During its most recent investor day, management announced its intention to allocate between GBP300 million and GBP500 million to M&A and new projects to consolidate the US market and expand in Europe. These investments have historically produced very attractive payback periods of 2-3 years (20+% ROI). As WOS continues to expand its footprint with improving macroeconomic conditions going forward, we believe overall growth could easily rise to at least the mid-single digits, in line with industry expectations.
evaluation
I model WOSGF using a forward PE approach and using assumptions, I believe WOSGF is worth $5.63. My assumption is that growth will eventually return to industry-like rates over the next two years, by which time macroeconomic conditions will ease.
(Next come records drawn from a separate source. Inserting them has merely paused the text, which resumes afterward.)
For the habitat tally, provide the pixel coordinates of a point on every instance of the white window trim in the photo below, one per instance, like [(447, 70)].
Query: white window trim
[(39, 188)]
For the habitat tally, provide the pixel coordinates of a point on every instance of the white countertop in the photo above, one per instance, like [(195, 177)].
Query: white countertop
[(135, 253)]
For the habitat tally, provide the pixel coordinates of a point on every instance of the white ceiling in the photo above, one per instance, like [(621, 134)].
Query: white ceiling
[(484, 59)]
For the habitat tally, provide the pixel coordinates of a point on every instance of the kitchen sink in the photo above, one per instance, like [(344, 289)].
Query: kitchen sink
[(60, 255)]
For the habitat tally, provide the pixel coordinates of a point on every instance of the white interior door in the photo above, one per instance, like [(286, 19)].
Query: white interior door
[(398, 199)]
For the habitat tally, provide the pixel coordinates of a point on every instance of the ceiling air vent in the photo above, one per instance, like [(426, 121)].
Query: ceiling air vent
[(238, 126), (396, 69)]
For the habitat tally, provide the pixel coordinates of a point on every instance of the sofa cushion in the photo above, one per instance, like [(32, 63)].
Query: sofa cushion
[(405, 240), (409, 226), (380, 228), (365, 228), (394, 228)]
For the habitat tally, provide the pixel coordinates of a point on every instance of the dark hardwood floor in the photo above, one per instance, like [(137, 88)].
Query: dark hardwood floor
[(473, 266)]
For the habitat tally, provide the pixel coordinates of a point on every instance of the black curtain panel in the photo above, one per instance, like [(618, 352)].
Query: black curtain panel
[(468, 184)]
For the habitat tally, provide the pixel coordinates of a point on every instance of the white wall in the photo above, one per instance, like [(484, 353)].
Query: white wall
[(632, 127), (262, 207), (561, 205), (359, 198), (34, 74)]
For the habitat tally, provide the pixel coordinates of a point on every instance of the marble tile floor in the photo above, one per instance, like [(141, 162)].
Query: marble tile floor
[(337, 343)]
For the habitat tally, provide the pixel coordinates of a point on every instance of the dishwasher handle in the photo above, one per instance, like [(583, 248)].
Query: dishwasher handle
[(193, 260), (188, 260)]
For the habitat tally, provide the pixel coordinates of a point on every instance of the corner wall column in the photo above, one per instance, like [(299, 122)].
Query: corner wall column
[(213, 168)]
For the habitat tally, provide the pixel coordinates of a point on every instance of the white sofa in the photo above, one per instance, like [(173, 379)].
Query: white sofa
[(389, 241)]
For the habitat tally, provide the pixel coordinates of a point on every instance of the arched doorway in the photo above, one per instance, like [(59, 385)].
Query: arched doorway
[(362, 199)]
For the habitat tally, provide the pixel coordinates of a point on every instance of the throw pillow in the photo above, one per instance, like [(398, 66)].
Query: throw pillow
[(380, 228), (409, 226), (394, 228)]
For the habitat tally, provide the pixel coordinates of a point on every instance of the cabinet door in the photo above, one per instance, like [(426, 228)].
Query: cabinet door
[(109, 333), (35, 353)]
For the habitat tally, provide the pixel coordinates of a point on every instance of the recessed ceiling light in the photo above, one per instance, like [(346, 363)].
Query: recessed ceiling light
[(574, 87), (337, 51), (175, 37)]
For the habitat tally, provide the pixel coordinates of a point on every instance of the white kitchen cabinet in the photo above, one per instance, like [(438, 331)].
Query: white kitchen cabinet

Considering the impressive growth seen over the past three years and the industry needing time to digest it, growth in FY24 is likely to slow down (9M24 results calculated on an annualized basis). We don’t expect margin improvement here, as management will continue to expand its presence in the U.S. and Europe. This means costs will rise. The biggest upside in my model is that PE multiples should trade up to 10x. This is a discount to the level before Rolex announced the acquisition (12x forward PE). As mentioned above, we don’t think the acquisition should have an impact on WOSG’s valuation given the reasons stated, but a discount is warranted because growth is much slower today. Between the current 7.5x and the previous 12.5x, the midpoint was taken as the reference point.
danger
If Rolex decides to acquire more retailers and enter direct distribution, this would be a major game changer for WOSGF as its stake value and business position could be permanently damaged.
conclusion
My opinion on WOSGF is a buy despite the recent share price decline. The bearish sentiment surrounding Rolex’s acquisition of Bucherer and its poor performance in Europe has been overblown. WOSGF remains an important partner for Rolex, especially in the lucrative US market. The UK’s economic slowdown is likely to be temporary due to the impressive growth over the past few years and weak macro conditions. Looking ahead, we are positive about WOSGF’s planned investments, which have performed well historically and will easily support industry-like growth going forward.